The Company has been minimizing uncommitted capital expenditures, exploration and operational expenditures in order to preserve its financial resources. For at least twelve months from the end of the June 30, 2013 reporting period, the Company expects its liquidity to remain sufficient based on existing capital resources and estimated income from mining operations. Estimated income from mining operations is subject to a number of external market factors including supply and demand and pricing in the coal industry.

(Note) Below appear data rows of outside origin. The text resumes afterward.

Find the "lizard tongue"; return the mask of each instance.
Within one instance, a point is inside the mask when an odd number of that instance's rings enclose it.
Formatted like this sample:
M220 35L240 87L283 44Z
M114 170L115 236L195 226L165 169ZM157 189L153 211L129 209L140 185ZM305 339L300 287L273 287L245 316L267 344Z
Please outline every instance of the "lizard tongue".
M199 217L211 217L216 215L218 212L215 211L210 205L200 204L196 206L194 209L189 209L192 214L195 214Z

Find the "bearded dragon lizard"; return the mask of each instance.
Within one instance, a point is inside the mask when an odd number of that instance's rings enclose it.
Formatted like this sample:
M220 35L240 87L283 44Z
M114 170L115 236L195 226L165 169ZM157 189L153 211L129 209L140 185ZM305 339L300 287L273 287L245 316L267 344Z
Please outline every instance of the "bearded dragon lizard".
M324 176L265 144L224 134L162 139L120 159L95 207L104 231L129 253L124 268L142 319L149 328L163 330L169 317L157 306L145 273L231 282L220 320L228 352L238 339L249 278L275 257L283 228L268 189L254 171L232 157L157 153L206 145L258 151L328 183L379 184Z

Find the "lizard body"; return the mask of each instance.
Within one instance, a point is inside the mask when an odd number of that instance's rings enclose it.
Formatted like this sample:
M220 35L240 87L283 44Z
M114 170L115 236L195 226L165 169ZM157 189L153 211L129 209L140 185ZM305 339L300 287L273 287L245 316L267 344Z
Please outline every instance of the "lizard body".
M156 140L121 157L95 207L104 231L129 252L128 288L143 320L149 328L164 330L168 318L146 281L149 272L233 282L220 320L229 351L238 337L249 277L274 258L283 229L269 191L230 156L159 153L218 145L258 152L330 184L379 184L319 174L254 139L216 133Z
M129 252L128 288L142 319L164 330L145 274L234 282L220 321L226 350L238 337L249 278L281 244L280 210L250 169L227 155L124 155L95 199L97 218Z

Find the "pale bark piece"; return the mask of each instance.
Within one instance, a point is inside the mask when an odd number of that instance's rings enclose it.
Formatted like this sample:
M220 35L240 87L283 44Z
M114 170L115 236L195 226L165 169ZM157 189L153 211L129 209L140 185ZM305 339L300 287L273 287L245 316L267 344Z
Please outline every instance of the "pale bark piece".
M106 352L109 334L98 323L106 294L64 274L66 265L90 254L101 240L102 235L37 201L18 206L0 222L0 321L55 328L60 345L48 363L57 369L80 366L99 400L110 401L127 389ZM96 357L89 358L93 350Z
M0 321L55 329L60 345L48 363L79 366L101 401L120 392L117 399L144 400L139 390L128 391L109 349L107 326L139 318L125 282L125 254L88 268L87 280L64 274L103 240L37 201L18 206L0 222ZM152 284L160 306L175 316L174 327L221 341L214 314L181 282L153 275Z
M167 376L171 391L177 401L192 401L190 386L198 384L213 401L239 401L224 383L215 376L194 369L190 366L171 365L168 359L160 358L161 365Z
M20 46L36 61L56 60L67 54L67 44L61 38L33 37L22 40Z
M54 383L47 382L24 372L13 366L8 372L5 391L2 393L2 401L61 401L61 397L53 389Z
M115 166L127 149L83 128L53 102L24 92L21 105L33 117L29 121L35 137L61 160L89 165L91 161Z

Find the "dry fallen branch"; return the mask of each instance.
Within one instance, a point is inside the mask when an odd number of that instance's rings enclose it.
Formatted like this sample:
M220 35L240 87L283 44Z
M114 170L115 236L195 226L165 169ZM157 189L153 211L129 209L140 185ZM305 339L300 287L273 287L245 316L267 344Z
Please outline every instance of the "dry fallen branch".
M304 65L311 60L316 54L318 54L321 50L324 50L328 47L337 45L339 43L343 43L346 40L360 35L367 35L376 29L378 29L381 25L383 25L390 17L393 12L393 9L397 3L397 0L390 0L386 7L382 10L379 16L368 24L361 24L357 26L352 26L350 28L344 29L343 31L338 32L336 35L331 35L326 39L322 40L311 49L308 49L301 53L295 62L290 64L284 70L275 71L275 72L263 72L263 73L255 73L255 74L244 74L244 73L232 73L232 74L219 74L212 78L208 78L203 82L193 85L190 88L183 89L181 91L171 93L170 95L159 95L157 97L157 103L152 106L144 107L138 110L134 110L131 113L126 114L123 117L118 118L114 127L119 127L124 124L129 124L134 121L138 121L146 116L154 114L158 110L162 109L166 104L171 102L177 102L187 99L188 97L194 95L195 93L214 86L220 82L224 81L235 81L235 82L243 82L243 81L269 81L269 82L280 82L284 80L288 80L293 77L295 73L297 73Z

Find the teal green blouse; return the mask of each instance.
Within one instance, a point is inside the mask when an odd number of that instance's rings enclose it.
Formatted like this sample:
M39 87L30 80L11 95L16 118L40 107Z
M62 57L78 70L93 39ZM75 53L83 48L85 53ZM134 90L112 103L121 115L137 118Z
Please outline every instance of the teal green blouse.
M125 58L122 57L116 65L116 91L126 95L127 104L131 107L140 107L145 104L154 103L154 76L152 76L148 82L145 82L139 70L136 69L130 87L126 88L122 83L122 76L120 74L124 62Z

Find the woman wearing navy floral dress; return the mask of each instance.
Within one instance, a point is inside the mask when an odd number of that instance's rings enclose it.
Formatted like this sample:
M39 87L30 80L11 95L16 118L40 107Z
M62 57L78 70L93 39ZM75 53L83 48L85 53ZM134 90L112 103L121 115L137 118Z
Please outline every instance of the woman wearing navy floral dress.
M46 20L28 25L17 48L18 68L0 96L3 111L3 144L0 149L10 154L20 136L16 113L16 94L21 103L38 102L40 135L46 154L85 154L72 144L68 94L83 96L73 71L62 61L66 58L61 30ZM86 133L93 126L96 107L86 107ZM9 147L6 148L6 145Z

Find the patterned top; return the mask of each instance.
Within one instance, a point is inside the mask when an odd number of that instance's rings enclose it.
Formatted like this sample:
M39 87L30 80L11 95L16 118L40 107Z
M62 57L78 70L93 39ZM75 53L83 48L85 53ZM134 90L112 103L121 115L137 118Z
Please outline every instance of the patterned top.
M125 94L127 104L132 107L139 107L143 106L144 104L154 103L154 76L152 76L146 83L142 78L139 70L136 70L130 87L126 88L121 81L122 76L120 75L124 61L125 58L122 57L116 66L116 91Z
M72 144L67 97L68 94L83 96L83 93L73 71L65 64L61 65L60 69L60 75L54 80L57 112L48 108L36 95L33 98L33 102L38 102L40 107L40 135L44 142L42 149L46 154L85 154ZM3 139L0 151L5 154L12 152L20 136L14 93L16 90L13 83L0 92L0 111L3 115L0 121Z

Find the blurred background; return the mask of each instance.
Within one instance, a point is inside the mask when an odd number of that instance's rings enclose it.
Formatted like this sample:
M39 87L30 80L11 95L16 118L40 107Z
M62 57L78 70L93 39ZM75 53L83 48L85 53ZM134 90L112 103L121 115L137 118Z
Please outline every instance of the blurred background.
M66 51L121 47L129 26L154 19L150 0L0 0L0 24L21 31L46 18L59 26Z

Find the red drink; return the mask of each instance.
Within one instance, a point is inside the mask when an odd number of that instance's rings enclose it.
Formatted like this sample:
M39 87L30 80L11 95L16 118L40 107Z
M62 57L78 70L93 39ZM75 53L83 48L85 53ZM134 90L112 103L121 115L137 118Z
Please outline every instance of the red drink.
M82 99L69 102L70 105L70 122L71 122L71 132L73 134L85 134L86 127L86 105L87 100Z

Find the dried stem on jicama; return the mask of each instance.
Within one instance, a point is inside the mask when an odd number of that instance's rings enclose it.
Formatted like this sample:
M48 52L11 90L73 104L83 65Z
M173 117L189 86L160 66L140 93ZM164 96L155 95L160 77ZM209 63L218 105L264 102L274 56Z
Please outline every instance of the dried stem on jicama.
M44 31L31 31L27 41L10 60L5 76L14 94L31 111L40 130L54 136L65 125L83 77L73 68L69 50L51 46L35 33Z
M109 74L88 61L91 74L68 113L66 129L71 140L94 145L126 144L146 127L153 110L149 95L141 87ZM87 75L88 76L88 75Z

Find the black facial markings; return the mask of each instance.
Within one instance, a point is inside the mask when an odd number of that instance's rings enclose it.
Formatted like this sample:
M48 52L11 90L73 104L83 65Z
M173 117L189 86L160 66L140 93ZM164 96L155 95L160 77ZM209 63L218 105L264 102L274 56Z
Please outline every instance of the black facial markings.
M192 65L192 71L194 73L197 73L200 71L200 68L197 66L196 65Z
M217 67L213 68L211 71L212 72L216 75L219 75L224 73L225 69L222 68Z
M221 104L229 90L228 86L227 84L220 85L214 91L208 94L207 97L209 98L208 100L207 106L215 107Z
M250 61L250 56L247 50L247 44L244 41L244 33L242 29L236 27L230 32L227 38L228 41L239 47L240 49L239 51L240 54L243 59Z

(1) China Coal Resource (en.sxcoal.com)
Longer term, SouthGobi remains well positioned, with a number of key competitive strengths, including:
-- Strategic location - SouthGobi is the closest major coking coal producer in the world to China. The Ovoot Tolgoi Mine is approximately 40km from China, which is approximately 190km closer than Tavan Tolgoi coal producers in Mongolia and 7,000 to 10,000km closer than Australian and North American coking coal producers. The Company has an infrastructure advantage, being approximately 50km from existing railway infrastructure, which is approximately one tenth the distance to rail of Tavan Tolgoi coal producers in Mongolia.-- Premium quality coals - Most of the Company's coal resources have coking properties, including a mixture of semi-soft coking coals and hard coking coals. SouthGobi is also completing its investment in infrastructure to capture more of the value from the products it sells.-- Favorable cost structure - The long-term cost structure of SouthGobi provides a strong base for sustainable growth when access to end-user markets is obtained even though competition from other Chinese and Mongolian semi-soft coals indicate that capturing margins relative to other international coals is difficult.-- Substantial resource base - The Company's aggregate coal resources (including reserves) include measured and indicated resources of 533 million tonnes and inferred resources of 302 million tonnes.